On second analysis, these caches are generally associated with the data through the primary key, from the database is also very efficient. Plus the hit rate is too low, it’s better to get rid of it. … After some code modification, release online, finally, we expect the effect, just look at the image to see how beautiful.
After a few days of transition, our cache finally returned to the 300M or so, the overall operation is stable, the number of connections to maintain a low level, the jitter is very small, no longer appeared before the busy scene.
conclusion
Cache problem search flow
-
Check the change rule of the cache capacity
If you add keys all the time, you can find which keys are added more frequently and have a long expiration time and large storage contents
-
If the total storage capacity is large, you can add cache instances. If too many connections and short connections are used, the number of time_waits is too large, you can use long connections to connect the cache.
-
Find the large key in the cache
redis-cli --bigkeys Copy the code
- Check whether there is a key with a variable (such as a numeric ID) inside the large key. If so, look up the number of such keys, evaluate their hit ratio, and try to cache only key primary keys. The content that can be found by looking for the primary key can be found directly from the DB without caching.
Specification problem
Cache in addition to the problem to find the cause of the model, although effective but always some lag, or need to have advance estimation, need to cooperate with the norms and systems, from the root to ensure the rationalization of the use of cache, and make the rationality of the use of cache can be checked, there is evidence to rely on.

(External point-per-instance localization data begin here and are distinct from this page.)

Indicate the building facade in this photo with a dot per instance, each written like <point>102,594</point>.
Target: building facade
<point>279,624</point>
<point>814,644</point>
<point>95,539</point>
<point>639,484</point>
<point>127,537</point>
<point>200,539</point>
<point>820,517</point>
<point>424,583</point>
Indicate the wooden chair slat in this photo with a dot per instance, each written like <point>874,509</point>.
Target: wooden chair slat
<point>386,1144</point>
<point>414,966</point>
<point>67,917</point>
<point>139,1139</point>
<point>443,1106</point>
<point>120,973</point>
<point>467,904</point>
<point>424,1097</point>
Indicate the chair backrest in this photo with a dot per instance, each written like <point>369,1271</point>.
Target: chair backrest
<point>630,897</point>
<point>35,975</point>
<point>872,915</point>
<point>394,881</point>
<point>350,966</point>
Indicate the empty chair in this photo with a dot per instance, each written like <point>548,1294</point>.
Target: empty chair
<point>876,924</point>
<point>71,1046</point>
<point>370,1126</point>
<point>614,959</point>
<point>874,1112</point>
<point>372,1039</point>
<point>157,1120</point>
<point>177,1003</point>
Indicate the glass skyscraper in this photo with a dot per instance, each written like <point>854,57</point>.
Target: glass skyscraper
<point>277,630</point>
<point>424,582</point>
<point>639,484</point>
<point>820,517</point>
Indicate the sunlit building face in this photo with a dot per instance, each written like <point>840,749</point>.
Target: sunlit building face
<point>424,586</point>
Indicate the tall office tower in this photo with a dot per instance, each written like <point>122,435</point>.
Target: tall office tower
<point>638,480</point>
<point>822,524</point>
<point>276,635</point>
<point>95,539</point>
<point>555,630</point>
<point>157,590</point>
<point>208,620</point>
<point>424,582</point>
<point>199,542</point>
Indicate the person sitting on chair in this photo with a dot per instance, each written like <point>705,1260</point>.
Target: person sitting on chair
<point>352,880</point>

Through this search problem, the following aspects of the use of cache can be standardized:
- The length of the key is not too long. Md5 is not recommended.
- Key should be known by its name and express its true intention.
- Value should not be too large, preferably within 10K or lower (experience, check later). Too much network transmission speed is affected.
- Value is used to store key ids and relationships, and objects corresponding to primary keys can be directly retrieved through db.
- Only cache hotspot data to improve cache hit ratio.
Finally, an extended reading: “Aliyun Redis development specification”.